The Code charges this Court and tribal officers and officials to insure that the rights and interests of children and families are protected and that family units be maintained whenever possible. As important as issues 2 and 3 are, they are not dispositive in this case as there is a more pressing jurisdictional issue to address. Specifically, the court below did not give justice to the aforementioned Purpose statement when terminating Appellant’s parental rights. Accepting this Court’s invitation to address “such other issues as Appellant may wish to raise that go directly to the validity of the May 31, 2011, orders of the Children’s Court,” Appellant asserts that the Consent to Termination that she signed is invalid because the statutory requirements of the execution of that document were not complied with. Specifically, Appellant asserts that the consent to termination was not signed in the presence of the court, and that the court failed to ensure that Appellant understood the consequences of her actions. We agree.

PTC 7.04.900 provides:

7.04.900 Voluntary termination of parental rights.

Parental rights may be voluntarily terminated (relinquished) by a parent in writing, if signed by the parent in the presence and with the approval of the Court. Relinquishment shall not be accepted or acknowledged by the Court prior to 10 days after birth of the child. The Court shall ensure that the parent understands the consequences of the voluntary termination prior to approving it. [Res. 180599F (05/18/99); prior code § 7.01.2145]

10 NICS App. 81, In re the Parental Rights of S.D. (February 2012) p. 86

The transcript of the July 1, 2010 hearing clearly indicates that the consent to termination signed by the Appellant had been signed prior to the hearing. It was stated by the Children Services representative at that hearing that the consent was signed in “in the presence of, uh, Lazetta Kelley [sic], the court, Officer of the Court…” Transcript, p. 6. The Children Services representative requested that the court “either accept or not accept the Consent to Termination.” Transcript, p. 3. After addressing the Appellant, the Children’s Court granted the Tribe’s petition to terminate the parental rights of the Appellant. Transcript, p. 7. At oral argument, counsel for the Tribe indicated that Lazetta Kelley was a court clerk at the time Appellant signed the Consent to Termination. The transcript and oral argument firmly establish that the Consent was neither signed in open court nor signed in the presence of a judge.

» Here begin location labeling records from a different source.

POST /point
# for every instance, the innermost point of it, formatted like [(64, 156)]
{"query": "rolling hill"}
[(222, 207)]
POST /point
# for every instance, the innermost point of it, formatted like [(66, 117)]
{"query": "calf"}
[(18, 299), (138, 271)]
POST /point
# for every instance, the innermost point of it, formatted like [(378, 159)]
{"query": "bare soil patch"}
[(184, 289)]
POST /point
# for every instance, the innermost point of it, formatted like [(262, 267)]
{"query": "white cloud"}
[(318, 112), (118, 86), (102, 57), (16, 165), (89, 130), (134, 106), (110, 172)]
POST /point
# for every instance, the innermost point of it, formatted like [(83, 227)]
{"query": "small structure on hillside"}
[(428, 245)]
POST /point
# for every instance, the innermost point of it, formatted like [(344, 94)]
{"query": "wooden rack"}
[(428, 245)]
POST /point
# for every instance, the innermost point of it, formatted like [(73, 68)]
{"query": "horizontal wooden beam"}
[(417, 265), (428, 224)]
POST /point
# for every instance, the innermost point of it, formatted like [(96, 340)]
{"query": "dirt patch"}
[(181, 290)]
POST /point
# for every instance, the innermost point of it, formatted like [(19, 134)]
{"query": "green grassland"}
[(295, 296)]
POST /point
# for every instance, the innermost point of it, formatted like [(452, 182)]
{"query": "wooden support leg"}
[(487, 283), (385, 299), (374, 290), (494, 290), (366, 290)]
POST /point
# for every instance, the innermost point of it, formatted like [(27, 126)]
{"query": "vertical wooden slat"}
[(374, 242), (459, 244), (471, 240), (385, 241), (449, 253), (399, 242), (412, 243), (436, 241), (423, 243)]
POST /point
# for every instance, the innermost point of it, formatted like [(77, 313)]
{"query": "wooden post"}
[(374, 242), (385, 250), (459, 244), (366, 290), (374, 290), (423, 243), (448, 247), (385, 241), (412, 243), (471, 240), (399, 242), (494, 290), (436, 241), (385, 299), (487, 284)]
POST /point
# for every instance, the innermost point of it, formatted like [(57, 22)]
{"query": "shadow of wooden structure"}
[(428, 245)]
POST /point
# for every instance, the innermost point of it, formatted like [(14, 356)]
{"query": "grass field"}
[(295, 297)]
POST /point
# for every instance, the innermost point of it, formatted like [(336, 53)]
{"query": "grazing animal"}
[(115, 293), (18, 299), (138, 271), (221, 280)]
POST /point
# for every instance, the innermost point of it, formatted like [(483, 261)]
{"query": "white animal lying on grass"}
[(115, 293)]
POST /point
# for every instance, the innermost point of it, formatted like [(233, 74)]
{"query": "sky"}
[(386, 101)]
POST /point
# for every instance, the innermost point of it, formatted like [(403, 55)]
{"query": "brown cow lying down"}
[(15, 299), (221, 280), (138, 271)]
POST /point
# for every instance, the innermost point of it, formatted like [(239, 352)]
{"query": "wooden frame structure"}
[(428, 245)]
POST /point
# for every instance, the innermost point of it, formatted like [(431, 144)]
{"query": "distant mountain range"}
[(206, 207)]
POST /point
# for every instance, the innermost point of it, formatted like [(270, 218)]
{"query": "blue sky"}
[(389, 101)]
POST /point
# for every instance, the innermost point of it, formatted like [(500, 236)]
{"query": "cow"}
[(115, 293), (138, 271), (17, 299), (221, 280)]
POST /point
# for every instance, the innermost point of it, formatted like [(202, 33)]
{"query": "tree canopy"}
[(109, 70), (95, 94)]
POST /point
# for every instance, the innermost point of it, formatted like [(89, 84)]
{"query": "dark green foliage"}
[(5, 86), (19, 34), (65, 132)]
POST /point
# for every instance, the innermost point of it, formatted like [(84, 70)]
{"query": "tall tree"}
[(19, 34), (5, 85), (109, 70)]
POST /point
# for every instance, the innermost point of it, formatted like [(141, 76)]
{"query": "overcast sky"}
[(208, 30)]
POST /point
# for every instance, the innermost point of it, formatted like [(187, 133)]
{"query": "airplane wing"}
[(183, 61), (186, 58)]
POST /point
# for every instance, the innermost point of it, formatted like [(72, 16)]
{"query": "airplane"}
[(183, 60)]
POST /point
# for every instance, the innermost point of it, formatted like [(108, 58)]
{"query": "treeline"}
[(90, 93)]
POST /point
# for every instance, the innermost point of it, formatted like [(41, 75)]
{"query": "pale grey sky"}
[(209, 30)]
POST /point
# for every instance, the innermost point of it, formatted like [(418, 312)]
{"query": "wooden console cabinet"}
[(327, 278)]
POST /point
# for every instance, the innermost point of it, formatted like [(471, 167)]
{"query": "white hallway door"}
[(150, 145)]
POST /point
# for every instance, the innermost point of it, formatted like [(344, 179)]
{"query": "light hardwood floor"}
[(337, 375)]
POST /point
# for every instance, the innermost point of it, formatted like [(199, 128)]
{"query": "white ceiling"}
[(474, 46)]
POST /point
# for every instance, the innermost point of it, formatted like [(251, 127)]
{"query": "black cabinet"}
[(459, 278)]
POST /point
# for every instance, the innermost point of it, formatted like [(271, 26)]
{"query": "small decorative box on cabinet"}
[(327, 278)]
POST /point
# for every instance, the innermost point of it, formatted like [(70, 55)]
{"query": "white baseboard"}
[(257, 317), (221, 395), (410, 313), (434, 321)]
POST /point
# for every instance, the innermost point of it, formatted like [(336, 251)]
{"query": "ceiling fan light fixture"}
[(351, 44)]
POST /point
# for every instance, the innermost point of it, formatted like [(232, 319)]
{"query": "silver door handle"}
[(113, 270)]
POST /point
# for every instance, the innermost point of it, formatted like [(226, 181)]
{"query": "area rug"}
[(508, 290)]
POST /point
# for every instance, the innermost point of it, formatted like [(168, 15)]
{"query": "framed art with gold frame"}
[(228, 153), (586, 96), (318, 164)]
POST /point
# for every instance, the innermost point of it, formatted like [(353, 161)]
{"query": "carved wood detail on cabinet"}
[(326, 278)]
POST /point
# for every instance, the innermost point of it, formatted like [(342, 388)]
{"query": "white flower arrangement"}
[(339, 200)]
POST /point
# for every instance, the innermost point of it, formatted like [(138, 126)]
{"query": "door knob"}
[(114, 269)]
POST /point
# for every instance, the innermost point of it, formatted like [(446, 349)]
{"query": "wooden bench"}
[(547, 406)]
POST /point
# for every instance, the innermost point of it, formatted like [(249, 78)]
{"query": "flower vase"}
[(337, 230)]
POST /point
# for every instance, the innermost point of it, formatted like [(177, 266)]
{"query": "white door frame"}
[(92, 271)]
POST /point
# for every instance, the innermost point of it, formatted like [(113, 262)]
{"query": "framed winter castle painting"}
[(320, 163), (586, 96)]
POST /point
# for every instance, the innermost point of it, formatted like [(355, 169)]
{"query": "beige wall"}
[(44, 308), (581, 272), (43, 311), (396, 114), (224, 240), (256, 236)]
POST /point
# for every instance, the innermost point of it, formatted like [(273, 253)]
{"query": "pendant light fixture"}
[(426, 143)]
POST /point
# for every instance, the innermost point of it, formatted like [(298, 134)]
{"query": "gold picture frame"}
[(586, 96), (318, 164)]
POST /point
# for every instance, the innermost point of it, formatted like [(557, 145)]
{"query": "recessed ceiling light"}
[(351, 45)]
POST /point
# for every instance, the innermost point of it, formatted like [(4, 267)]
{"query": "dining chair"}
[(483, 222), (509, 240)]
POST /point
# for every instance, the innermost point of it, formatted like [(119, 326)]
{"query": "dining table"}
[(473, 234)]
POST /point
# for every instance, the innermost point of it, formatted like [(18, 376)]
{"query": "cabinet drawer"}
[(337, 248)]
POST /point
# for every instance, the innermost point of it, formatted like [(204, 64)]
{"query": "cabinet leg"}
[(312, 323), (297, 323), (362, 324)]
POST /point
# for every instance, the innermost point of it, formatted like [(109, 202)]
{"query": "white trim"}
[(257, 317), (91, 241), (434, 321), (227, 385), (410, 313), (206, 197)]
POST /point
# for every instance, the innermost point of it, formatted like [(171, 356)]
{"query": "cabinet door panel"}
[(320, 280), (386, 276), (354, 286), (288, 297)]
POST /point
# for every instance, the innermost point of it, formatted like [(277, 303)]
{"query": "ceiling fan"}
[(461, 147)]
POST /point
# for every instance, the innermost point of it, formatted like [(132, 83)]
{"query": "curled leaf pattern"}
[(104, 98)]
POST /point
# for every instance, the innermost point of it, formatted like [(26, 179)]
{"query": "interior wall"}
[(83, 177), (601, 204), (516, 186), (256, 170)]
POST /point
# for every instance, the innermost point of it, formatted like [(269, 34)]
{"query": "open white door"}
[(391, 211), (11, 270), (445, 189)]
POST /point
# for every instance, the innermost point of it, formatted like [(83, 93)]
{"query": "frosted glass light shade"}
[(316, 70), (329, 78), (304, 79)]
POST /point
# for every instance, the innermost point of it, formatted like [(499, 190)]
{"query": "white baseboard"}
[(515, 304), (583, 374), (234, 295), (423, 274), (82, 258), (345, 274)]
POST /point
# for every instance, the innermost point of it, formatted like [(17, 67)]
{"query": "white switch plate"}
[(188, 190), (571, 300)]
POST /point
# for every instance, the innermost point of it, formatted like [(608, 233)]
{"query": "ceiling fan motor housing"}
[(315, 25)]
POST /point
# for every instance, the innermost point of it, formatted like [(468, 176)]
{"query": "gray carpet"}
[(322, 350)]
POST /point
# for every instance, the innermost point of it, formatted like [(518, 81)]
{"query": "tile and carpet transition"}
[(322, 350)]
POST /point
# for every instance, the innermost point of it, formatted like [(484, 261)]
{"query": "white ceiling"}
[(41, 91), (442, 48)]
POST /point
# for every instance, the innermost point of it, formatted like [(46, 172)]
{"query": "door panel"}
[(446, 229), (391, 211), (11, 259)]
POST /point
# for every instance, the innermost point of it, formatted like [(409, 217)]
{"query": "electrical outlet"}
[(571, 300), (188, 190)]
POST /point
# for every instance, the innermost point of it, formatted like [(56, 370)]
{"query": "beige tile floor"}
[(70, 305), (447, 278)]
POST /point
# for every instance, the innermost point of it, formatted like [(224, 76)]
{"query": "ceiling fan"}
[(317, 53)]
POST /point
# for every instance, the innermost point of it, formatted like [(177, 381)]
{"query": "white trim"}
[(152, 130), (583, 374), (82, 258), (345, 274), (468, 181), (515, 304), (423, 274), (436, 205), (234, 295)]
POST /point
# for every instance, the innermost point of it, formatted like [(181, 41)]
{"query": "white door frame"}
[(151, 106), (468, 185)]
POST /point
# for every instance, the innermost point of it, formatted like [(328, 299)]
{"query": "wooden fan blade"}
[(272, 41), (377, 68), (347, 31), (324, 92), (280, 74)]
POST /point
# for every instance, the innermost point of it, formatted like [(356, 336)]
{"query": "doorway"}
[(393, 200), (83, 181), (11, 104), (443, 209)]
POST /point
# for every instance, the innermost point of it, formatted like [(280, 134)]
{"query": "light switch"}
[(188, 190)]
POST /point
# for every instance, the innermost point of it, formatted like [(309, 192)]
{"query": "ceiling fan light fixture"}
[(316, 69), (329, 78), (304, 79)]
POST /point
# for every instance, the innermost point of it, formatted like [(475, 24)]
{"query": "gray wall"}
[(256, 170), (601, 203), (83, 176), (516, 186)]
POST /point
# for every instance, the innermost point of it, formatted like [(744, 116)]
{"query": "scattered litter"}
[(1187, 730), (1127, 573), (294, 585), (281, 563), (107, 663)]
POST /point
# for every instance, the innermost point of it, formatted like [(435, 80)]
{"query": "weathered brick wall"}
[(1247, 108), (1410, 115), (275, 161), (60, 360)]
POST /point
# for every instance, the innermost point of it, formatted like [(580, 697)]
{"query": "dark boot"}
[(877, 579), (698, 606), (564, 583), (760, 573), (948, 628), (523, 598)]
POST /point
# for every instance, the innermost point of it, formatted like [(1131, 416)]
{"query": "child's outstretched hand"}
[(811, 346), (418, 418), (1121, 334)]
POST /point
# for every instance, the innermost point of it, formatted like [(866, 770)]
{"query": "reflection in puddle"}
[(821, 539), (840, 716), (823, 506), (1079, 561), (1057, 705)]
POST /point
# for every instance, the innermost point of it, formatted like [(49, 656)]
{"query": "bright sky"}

The Tribe argues that signing the Consent in the presence of a court clerk, who is an officer of the court, satisfies the requirement of 7.04.900 that the consent be signed “in the presence and with the approval of the Court.” This argument has no merit. A court clerk is not the court. The authority, responsibility and obligations that the Tribe vests in its court lie with the judges of the court. While court clerks have clearly defined areas of responsibilities, they are not substitutes for judges in actions required under the code by the court as in 7.04.900, especially when the obligation is to insure that something as important and far reaching as the termination of the rights of a parent to her children is done properly.

The Tribe further argues that at the hearing where the Court accepted the Consent and thereupon granted the Tribe’s petition to terminate, a colloquy between the Judge and the Appellant satisfied the requirement that the Court “ensure the parent understands the consequences of the voluntary termination prior to approving it” as set forth in PTC 7.04.900. This court must again disagree with the Tribe. At the hearing, the Children Service’s representative expressly asked the Judge to advise Appellant “of the ramifications of such a consent.” Transcript, p. 3. While the Judge explained to Appellant her procedural rights to have an attorney present, introduce evidence, and appeal; and the Judge repeatedly asked Appellant for a “yes” or “no” answer to whether she understood the consequences of signing the Consent, in no way did the Judge advise Appellant of the “ramifications” of signing the consent or otherwise “ensure” that Appellant understood the consequences of doing so. Indeed, the transcript of the colloquy makes clear to this Court that Appellant did not understand the permanent nature of a termination order and what the effect of the action had on her parental rights.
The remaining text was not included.